We’ve been saying for some time that data security and privacy are at the top of the FTC’s priority list. On June 14, 2012, the FTC entered its first consent decree with an auto dealer for violating the Gramm-Leach-Bliley Act, the FTC Privacy and Safeguards Rules, and Section 5 of the FTC Act.
The 20-year consent decree which requires bi-annual certifications from a professional security firm was based on the dealer’s lackluster compliance with the FTC Safeguards Rule, particularly by allowing a P2P file sharing network to access its server compromising the non-public personal information of 95,000 customers. Any violation of the consent decree will cost the dealer $16,000 each and this figure will no doubt be amended upwards over the course of the 20 years. The security audits alone will cost the dealer a substantial sum every two years.
A P2P (peer-to-peer) file sharing network (think of Napster as an early version) refers to a computer network in which each computer in the network can act as a client or server for the other computers in the network, allowing shared access to files and peripherals without the need for a central server.
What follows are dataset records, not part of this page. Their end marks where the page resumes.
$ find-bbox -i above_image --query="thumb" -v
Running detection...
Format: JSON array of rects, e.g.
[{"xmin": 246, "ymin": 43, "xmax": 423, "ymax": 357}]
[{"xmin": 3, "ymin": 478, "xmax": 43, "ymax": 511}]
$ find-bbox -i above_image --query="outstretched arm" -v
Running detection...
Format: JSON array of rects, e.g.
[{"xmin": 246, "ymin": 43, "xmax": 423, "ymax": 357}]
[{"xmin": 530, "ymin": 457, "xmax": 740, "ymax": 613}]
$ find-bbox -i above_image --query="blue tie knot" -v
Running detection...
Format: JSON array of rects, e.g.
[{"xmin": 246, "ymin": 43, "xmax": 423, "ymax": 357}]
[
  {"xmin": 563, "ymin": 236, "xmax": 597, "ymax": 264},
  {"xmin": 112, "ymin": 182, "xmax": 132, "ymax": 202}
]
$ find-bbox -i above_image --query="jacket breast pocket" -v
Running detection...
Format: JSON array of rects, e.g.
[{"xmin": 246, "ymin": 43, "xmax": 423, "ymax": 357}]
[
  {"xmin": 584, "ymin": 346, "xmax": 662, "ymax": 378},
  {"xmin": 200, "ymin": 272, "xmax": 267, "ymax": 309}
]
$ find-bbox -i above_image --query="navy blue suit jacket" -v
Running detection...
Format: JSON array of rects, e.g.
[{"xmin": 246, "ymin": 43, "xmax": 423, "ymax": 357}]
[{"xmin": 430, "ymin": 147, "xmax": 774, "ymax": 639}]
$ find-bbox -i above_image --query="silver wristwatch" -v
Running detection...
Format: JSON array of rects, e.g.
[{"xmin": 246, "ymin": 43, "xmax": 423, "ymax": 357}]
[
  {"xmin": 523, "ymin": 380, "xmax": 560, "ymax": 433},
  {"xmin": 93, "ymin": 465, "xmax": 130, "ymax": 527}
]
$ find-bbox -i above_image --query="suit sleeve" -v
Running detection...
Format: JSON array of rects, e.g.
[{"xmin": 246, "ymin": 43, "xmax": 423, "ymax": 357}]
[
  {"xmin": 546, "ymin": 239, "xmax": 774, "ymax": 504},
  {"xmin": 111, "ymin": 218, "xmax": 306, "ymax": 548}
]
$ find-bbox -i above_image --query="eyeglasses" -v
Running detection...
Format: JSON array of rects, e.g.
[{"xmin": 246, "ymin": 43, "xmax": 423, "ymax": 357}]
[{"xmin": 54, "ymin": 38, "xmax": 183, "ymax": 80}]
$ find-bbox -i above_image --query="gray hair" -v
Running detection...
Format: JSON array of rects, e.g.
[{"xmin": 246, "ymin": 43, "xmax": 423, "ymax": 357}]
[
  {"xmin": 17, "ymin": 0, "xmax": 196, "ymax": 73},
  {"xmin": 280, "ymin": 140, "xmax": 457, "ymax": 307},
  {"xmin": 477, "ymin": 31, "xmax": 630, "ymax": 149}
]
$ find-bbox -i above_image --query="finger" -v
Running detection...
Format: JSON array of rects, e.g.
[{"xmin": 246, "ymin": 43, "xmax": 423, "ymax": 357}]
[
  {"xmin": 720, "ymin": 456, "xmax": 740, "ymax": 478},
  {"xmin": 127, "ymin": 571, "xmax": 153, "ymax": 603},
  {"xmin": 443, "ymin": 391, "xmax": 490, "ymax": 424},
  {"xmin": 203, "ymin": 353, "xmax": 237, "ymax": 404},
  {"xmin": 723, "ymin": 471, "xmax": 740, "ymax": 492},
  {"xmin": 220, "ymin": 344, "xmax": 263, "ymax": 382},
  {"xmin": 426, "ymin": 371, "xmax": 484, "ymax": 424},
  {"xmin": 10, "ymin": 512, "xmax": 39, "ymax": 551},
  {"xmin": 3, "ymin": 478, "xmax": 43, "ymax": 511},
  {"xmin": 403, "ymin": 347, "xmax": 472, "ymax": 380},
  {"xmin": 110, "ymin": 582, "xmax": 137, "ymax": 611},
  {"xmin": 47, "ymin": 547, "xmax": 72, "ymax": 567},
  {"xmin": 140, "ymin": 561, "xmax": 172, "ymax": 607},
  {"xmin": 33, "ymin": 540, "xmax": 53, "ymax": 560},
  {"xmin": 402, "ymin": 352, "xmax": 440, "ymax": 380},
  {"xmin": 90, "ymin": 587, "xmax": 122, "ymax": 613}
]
In effect, every person on the network can access data from every other person on the network and, in this case, that data included the customer information contained on the dealer’s central servers. Files shared on a P2P network are available for viewing or downloading by anyone using a PC with access to the P2P network. You really need to do an IT review of your system to see if a P2P network has been installed by any user. Typically, people use them to share games, videos, and music but P2P networks share data as well.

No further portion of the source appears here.